On the other hand, in the 2000s we witnessed many cases where standards were not fulfilled but the process was still accelerated. And now there’s a price to pay, for both sides. Some countries, like Slovenia, were extremely well prepared, i.e. at the same level as, say, Portugal. Some were quite close to achieving the required standards, like Czechia, Estonia etc. But the accession of all other countries had somewhat strange consequences: many Eastern Europeans abandoned their countries to move west – a process that’s most prevalent in Romania, Bulgaria, Lithuania, Poland and Latvia. In Poland they were largely replaced by Ukrainians, in Romania by Moldavians etc., but there is still a development gap between East Germany (former GDR) and West Germany, even after 27 years of heavy investments, so it is to be expected. But what is not good is that there aren’t enough investments in all CEE countries from anywhere, since 2008, and the Chinese have jumped onto the wagon, with their “16+1” initiative and “One Belt, One Road” project. This is welcome, given that the CEE region is hungry for capital and the Chinese have plenty to go around. Some fear exists in the West exist, but, hey, you can give the money if you have it available. Actually, you are giving it, but not nearly enough. So, this coexistence will clearly be shaped in the future as a result of the financial and investment “hole” left in the CEE region.

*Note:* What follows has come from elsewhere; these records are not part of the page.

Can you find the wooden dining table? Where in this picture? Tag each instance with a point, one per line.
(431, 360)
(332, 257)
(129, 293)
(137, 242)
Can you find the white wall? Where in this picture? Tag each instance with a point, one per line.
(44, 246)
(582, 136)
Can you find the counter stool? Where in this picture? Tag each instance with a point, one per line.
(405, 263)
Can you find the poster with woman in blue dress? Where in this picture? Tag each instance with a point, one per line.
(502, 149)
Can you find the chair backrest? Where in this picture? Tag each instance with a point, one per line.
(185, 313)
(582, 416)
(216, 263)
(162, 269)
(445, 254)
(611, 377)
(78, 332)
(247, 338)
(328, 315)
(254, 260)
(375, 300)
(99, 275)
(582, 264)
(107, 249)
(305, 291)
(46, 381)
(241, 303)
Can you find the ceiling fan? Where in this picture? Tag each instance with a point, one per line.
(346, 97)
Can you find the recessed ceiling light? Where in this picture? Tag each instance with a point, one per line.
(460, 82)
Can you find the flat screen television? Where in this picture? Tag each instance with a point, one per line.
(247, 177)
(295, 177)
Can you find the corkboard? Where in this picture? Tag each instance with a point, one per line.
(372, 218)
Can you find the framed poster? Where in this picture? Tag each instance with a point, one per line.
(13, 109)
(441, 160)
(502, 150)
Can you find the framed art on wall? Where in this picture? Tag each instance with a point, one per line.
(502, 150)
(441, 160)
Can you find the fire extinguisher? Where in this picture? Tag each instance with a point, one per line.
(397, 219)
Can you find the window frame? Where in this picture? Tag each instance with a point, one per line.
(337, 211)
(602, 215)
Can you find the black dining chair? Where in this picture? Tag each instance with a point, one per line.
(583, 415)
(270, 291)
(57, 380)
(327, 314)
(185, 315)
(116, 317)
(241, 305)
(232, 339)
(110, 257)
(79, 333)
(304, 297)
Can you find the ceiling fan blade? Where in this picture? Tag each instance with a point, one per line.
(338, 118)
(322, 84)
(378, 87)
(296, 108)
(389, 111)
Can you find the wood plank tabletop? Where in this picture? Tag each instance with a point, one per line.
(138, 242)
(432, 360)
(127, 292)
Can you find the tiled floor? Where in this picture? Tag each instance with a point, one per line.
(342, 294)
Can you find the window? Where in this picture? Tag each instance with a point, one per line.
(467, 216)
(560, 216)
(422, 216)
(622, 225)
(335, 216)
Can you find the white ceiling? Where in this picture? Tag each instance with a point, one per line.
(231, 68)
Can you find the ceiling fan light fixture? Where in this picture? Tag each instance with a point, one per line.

And, finally, the Serbian Government celebrated the opening of Chapter 30 in the EU accession negotiation process, while conveniently forgetting to mention a few things. First, that after formal accession all regional trade agreements, like those with Russia, Kazakhstan (now the Eurasian Union), Turkey etc., will be abolished. Second, GMO will be allowed. This alarmed the public and inflamed social networks for days to such an extent that the RTS main news had to make it the top news story of its even broadcast at 7:30pm. It was that serious! And around two weeks after the publishing of my article “Serbia like Singapore”, The Economist published its analysis “Singapore-on-the-Thames”, discussing the prospects of the UK out of the EU as a “Singapore-like” economy, neutral and open to everyone. Like it or not, Brexit is happening, so it is the best option. As for Serbia, I will stick to the same viewpoint: Serbia as “Singapore-in-the-Balkans”, like Azerbaijan or Georgia, linking things that are so very different. No to GMO, yes to trade agreements with everyone. Strange? Let me remind you that Greenland and the Faroe Islands opted out for reasons like fishing quotas. Greenland opted out in 1985. Saint-Barthélemy left in 2012, quoting a desire to “obtain a European status that would be better suited to its status under domestic law, particularly given its remoteness from the mainland, its small insular economy largely devoted to tourism and subject to difficulties in obtaining supplies which hamper the application of some European Union standards”. They clearly admitted the difficulties in applying EU standards. It was reason enough. And Northern Cyprus? Just one decision in parliament would make them EU members within a future Federal Republic of Cyprus, but they don’t want to do that. Iceland has applied almost all EU standards, but there are some issues: Iceland would face controversial issues over fisheries that could potentially derail an agreement, despite already being a member of the European Economic Area (which excludes fisheries). So, be careful! It is better to be close to the EU and to enjoy the best of the both worlds (or many worlds) than to be “locked in”.